Le leader charismatique du groupe, Kaleta, est un fils spirituel du grand King Sunny Adé, et fait monter la pression à mesure que les heures avançaient. On est d’abord désarçonné d’entendre un premier cri digne de James Brown sortir de cette personne en apparence douce et réservée. Mais plus on avance, plus on en redemande. Super Yamba Band est, oui, un groupe d’afrobeat/juju, mais, venant de Brooklyn, on remarque bien la musicalité étoffée des instruments à vent.
Walter Fancourt et Sean Smith sont des jazzmen accomplis, leur maîtrise technique et sonore n’est jamais approximative, même si les imperfections notoires des cuivres dans les bands de l’époque vintage avaient un grand charme. L’accueil du public a été à la hauteur. Kaleta, Super Yamba Band et Montréal sont faits pour s’entendre, et on devine que cette première ne sera pas la dernière.
Frédéric Cardin
Guérison, célébration, innovations gnawas chez Saïd Mesnaoui
Crédit photo: André Rival
Saïd Mesnaoui et son vaste groupe de dix musiciens ont présenté un spectacle qui témoignait du pouvoir rédempteur de la musique gnawa. Armé de son fidèle guembri à la main, le luth traditionnel à trois cordes originaire du Maroc, Mesnaoui a joué devant un groupe enthousiaste de spectateurs, jeunes et moins jeunes, venus de partout, au Théâtre Fairmount.
Il n’a pas fallu longtemps avant que l’effet hypnotique du gnawa s’empare de nous. Les triplettes de la qarqaba, castagnettes en métal, ont été fusionnées avec élégance avec les guitares électriques, claviers et percussions. Voilà autant de couches de profondeur et de textures, repoussant les limites du genre gnawa tout en en conservant l’essence fondamentale. La fusion des mélodies anciennes du gnawa avec des saveurs de jazz, de rock, de blues et même de reggae a ainsi généré une expérience merveilleusement unique, perfectionnement réussi de Saïd.
Au-delà du concert, les musiciens ont tous exprimé un sentiment de spiritualité et d’unité, valeurs profondément enracinées dans la culture gnawa. La voix émouvante du chanteur principal a a volé au-dessus de nous, avec ses messages de résilience, d’amour et de guérison. Les interactions captivantes d’appel et réponse entre les musiciens et le public ont produit une ambiance de célébration et de joie collectives.
Varun Swarup
Aux sources chaudes du sound system avec WWSS et Jah Observer
Les Montréalais Guillaume Alexandre et Pierre FX sont des fans absolus du sound system à la jamaïcaine. Ils ont construit leurs enceintes avec les ressources locales, ils ont débusqué des pièces de collection, vinyles, reggae, dub, Caraïbes, etc. rares et s’être associé à des OGs de la culture et de la communauté jamaïcaine.
Au fil des ans, les événements sous la bannière World Wild Sound System (WWSS) ont pris du coffre, à tel point d’attirer Jah Observer, 66 ans, véritable légende des sound systems au Royaume-Uni. Aussi parmi les fondateurs du Carnaval de Notting Hill à Londres, carrément le deuxième plus grand festival au monde se consacrant à la culture jamaïcaine.
Vers 22h30 c’était déjà très plein et très chaud au Ministère. On y était venu danser aux sources du roots reggae, du dub, des toasters (ancêtres du rap).

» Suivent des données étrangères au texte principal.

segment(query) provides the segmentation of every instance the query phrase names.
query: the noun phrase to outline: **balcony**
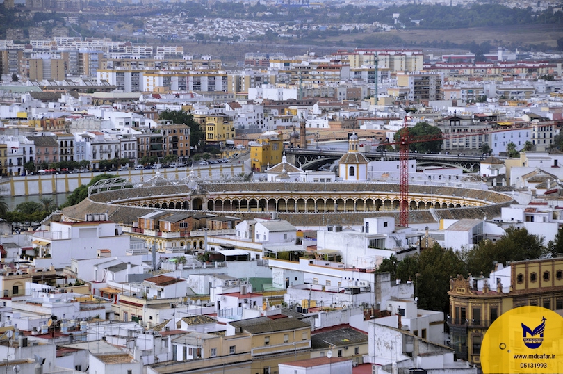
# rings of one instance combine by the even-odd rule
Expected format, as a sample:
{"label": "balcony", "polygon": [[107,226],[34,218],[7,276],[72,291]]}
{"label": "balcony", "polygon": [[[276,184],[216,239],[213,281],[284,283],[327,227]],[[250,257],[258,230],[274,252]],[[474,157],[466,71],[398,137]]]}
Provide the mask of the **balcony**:
{"label": "balcony", "polygon": [[193,230],[190,231],[190,236],[203,236],[205,232],[207,233],[207,235],[234,235],[236,230],[234,229],[225,229],[222,230],[208,230],[206,229]]}
{"label": "balcony", "polygon": [[181,236],[180,231],[166,232],[162,231],[160,233],[161,236],[165,238],[179,238]]}

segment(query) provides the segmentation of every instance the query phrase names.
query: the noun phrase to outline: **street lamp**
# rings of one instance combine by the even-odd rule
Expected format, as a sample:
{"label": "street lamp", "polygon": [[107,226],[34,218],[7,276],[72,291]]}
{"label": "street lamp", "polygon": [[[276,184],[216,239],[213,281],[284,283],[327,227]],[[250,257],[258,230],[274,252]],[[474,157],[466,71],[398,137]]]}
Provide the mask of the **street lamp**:
{"label": "street lamp", "polygon": [[329,374],[332,374],[332,350],[327,352],[327,357],[329,358]]}

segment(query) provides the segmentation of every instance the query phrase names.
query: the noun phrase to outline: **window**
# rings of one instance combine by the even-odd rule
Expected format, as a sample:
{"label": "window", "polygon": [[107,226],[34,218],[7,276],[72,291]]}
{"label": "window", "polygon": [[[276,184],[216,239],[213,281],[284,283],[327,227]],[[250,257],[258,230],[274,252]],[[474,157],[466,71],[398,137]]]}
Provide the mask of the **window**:
{"label": "window", "polygon": [[498,318],[498,309],[496,308],[491,308],[491,323],[496,320]]}
{"label": "window", "polygon": [[481,325],[481,308],[473,308],[473,325],[475,326]]}
{"label": "window", "polygon": [[481,354],[481,336],[473,336],[473,355],[480,355]]}

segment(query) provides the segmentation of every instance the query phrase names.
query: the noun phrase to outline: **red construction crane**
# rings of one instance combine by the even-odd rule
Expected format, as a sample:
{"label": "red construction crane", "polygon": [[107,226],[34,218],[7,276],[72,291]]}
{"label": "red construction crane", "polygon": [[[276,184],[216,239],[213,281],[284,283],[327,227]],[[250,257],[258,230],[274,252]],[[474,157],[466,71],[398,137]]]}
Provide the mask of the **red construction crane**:
{"label": "red construction crane", "polygon": [[400,191],[400,214],[399,225],[409,226],[409,127],[408,117],[402,122],[402,131],[399,138],[399,186]]}
{"label": "red construction crane", "polygon": [[[424,136],[417,136],[410,138],[409,136],[408,120],[409,117],[405,117],[402,122],[402,129],[400,133],[398,141],[385,143],[384,145],[398,145],[399,146],[399,191],[400,200],[400,212],[399,215],[399,224],[405,227],[409,226],[409,147],[412,143],[443,141],[447,140],[465,138],[466,136],[474,136],[479,135],[491,134],[496,131],[464,131],[459,133],[446,133],[441,136],[435,135],[428,135]],[[541,122],[528,126],[525,129],[532,129],[539,126],[544,126]],[[525,129],[524,127],[519,128]]]}
{"label": "red construction crane", "polygon": [[389,145],[399,146],[399,191],[400,200],[400,211],[399,214],[399,225],[407,227],[409,226],[409,147],[412,143],[443,141],[444,140],[457,139],[466,136],[474,136],[484,134],[490,134],[495,131],[467,131],[462,133],[443,133],[441,136],[429,135],[410,138],[409,136],[408,120],[409,117],[405,117],[402,122],[402,129],[400,133],[399,140],[397,142],[386,143]]}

L’idée de nos hôtes était de faire se déhancher le public sur le plancher de danse, tout en lui faisant savourer ces perles des années 60 et 70, exceptionnellement sorties de leurs huîtres.
Franchement très cool soirée, amorcée par près de deux heures de réchauffement avant l’arrivée en scène de Jah Observer, qui travaille toujours avec l’attirail classique du sound system : une platine et un pré-amplificateur. Donc l’art de cet animateur consiste à un jeu constant entre ce qu’il fait jouer sur la platine et ses interventions au micro en direct. Cette alternance devient de plus en plus fluide et contagieux devant nous, en temps réel. Quelques minutes ont suffi pour que nous portions tous en nous ce puissant virus du reggae originel.